Tuna Tartare with Scallion

03 Oct

(serves 3, or 6 mini portions, or 9 canapes)
This tartare recipe using raw tuna and scallion is a nice fusion cuisine appetizer of my own creation. It merges the Western concept of marinated chopped raw meat with Japanese sushi where raw fish is sometimes served with scallion. I have 2 secrets to making raw tuna delicious.  Firstly, adding cooked tuna to your tartare gives it the right bite and texture. Secondly, a creamy frosting made with caramelized scallion and turmeric provides the right balance for the dish. 
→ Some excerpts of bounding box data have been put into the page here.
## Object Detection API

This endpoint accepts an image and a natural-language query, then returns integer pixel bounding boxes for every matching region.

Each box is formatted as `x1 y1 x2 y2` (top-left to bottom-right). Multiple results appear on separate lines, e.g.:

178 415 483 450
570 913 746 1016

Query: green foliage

  1. Fresh Tuna Fillet (160g)
  2. Chopped Scallion (1/3 cup)
  3. Mascarpone (60g)
  4. White Bread (2 slices)
  5. Turmeric 
  6. Hon Dashi Pellets
  7. Sesame Oil
  8. Port
  9. French Mustard


  1. Dissolve 0/5t of Hon Dashi Pellets in 5T of hot water to make some concentrated tuna stock. Allow to cool.
  2. Julienne your scallion (aka spring onion) into very fine rings. You are only using the bottom quarter of each scallion stalk, which is the fleshy light green to white part, so keep this in mind when you are buying the scallion. You can keep the leafy part for decoration if you like.
  3. Cut the tuna into small cubes and then proceed to chop it into a coarse mince. You want to get it down to the level where there are no large chunks but you can still make out individual pieces of fish instead of just mush. At this point reserve 1/4 of the tuna for cooking. Add 1/3 of the julienned scallion to the remaining tuna and finish off with one last round of chopping to mix them properly.
  4. In a bowl, stir together 2T sesame oil with 1t mustard, 1t port, 0.5t fined ground black pepper and a pinch of salt. Marinate the tuna scallion mince in this and then keep it covered with cling film in the fridge.
  5. Stir the reserved portion of the tuna into the cold tuna stock. This will stop it from clumping together when it is cooked.
  6. Fire up a frying pan with a few T of oil. Use a high flame. When the pan is hot, add the ‘wet’ tuna and stir fry. Press down with a spatula to break up the clumps as much as possible. When all the liquid has dried up and the tuna starts to brown, scoop out the tuna and allow it to cool. Mix the cooked tuna into the raw tuna after it has cooled.
  7. In the same pan, fry the remaining scallion on low heat in a few T of oil. When the scallion starts to caramelize a bit, turn off the heat but leave the scallion in the pan for a further 3 minutes so it can continue to brown. Finally, add 60g of mascarpone (1/4 of a small tub) followed by 0.5t turmeric and a pinch of salt. Stir till everything is evenly mixed and allow to cool in the fridge, also covered with cling film.
  8. Cut each slice of bread into 3 pieces and grill them in the toaster oven till they are somewhat burnt. Use a knife to scrape away the burnt layer and corners. This will give you a thin hard toast that can support the wet tuna. The scrapings can also be used for decoration if you like.
  9. Plate the tartare, the scallion cream at the last possible moment so everything remains cold. You can either arrange everything on the toast as I have done above, or leave that to your guests. 


  • The most important thing to ensure is you have sushi grade tuna, you are after all eating this raw. The translucent bright red cut (Maguro) is sufficient, there is no need to splurge on the fatty belly fillet (Toro).
  • The proper way to hand-mince tuna: use a heavy un-serrated knife. Repeatedly hammer down lightly on the tuna with the blade from left to right and then fold the tuna over on itself. Repeat, but at right angles to the first round of chopping. Repeat a couple of times.
  • Bread does not cut well after it is toasted so you won’t be able to use a regular toaster. Use the grill in your regular oven if you don’t have a toaster oven. You could also use commercially sold Melba toast I suppose.
  • You may also consider layering the tatare and scallion cream in a small glass, with the toast plunged in like a straw.
  • If you don’t have Hon Dashi, just make the stock the hard way, by boiling tuna and the left over leafy part of the scallion in salted water.